AP Photo/Matt Slocum

Quick. Point out one flaw on the current Eagles’ roster. Scratch that. Think of one shortcoming. One legitimate area an opponent can expose on the Philadelphia depth chart. Take your time. I’ll be patient. I can wait.

Well, any ideas? Any at all? I thought as much.

From the jump, the Eagles have been the NFC’s top team because they arguably have the NFL’s top roster.

Between A.J. Brown, Devonta Smith, and Dallas Goedert as pass targets, an elite offensive line with no true liability, (takes a breath) a defensive front featuring four players with at least 10 sacks (!), and a secondary of requisite ballhawks in Darius Slay, James Bradberry, and C.J. Gardner-Johnson — there is not a place where I look at the Eagles and think, “Oh, that could be a problem.”

The 49ers might have a similarly loaded squad (maybe even the second-best). But, to me, they cannot compare to Philadelphia’s depth and talent across the board. These Eagles are pro football’s green and black envelope pushers and play impeccable complementary football as a result.

Wait, am I forgetting someone? Ah, right. That guy taking under center and from the shotgun? What was his name again?

2
Jalen Hurts' ascendance

Bill Streicher-USA TODAY Sports

Before he hurt his shoulder in late December, the Eagles’ Jalen Hurts had the arguably top case for MVP. Even while missing two games, this third-year fully-blossomed QB still stuffed the shat sheet for the NFC’s No. 1 seed:

  • 3,700 passing yards (22 touchdowns, just six picks, eight yards an attempt)
  • 760 rushing yards (13 touchdowns, 4.6 yards per carry)
  • And, on an EPA/CPOE composite basis, he was the NFL’s third-most efficient quarterback all year

The Eagles have a legitimate star quarterback in Hurts. This initial deep playoff run might only be the first of many for him and his teammates.

The 49ers? Well, that’s a different story entirely.

1
The Brock Purdy Phenomenon is due for a blast to reality

Cary Edmondson-USA TODAY Sports

I won’t deny the Brock Purdy story in San Francisco isn’t really cool to see. How many rookie seventh-round picks are usually at the helms of teams in the NFC title game? (Hint: The answer is not more than zero.)

But at the same time, Purdy has had it relatively easy to this point. He’s got the 49ers’ incredible supporting cast. He’s got the genius Kyle Shanahan calling and designing plays. And San Francisco’s first two playoff opponents were an overmatched Seahawks team and an overmatched Cowboys squad (but in a different “Dallas” type of way).

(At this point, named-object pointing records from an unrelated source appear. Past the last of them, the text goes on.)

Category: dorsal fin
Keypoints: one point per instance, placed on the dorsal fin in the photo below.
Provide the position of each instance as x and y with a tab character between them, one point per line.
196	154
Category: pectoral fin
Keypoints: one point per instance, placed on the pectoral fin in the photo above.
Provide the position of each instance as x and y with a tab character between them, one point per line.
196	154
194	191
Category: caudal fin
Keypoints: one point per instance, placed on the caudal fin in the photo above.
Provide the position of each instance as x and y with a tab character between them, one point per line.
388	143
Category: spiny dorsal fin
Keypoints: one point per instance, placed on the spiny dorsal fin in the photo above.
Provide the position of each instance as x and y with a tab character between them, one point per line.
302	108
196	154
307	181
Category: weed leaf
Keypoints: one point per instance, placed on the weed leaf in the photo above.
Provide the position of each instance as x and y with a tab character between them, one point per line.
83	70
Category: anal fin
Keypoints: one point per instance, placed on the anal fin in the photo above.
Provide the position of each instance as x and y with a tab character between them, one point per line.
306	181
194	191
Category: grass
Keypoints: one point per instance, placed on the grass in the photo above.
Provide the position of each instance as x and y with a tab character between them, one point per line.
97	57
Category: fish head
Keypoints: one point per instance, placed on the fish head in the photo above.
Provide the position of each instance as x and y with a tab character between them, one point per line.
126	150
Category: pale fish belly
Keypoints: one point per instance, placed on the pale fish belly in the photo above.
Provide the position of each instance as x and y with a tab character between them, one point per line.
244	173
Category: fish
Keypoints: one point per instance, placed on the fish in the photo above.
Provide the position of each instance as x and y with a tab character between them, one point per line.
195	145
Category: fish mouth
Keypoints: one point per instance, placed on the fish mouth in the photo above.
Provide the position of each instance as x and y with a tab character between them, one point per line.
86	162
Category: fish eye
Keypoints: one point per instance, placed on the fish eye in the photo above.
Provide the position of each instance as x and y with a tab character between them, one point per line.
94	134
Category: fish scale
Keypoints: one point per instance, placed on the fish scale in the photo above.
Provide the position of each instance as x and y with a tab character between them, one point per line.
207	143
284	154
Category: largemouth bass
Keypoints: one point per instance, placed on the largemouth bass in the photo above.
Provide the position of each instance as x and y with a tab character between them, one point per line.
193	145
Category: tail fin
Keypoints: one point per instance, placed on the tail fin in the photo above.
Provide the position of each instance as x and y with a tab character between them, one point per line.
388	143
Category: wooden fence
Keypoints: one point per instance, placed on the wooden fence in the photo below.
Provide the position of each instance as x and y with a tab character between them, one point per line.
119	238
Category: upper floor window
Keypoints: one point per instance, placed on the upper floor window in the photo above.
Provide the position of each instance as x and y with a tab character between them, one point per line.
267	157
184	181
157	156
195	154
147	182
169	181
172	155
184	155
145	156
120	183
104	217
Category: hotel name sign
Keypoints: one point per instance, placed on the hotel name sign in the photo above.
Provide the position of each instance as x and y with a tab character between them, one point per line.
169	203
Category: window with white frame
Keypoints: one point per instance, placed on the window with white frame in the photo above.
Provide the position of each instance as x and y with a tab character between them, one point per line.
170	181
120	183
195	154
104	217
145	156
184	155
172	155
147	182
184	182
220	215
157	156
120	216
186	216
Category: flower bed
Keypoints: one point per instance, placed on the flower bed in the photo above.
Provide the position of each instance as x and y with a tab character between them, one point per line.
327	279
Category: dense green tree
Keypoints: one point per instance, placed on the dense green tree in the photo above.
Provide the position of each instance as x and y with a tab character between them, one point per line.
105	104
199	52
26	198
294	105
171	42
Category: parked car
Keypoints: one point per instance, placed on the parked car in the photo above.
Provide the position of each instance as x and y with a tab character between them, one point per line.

The 49ers were able to survive the Cowboys because they’re the Cowboys. (Everyone knows what that means.) But that doesn’t mean Purdy didn’t show cracks in his plot armor. With an even slightly better performance from the (ahem) Dallas QB, we’re potentially talking a lot more about how Micah Parsons and Co. dominated the 49ers’ offensive front, making Purdy resemble the young man who was “Mr. Irrelevant” only last April.

In the event that the more complete Eagles take control of this NFC title game — which they very well might, thanks to Hurts — I don’t remotely trust Purdy chasing a lead, pressing, trying to make a play. This is a recipe for disaster against a Philadelphia defense that had 70 sacks and 32 takeaways in the regular season. San Francisco practically has to play perfectly just to keep the margin of error comfortable for an overmatched young QB.

This is not a recipe for Super Bowl berth success. This is how Cinderella somehow loses her slipper and never finds it.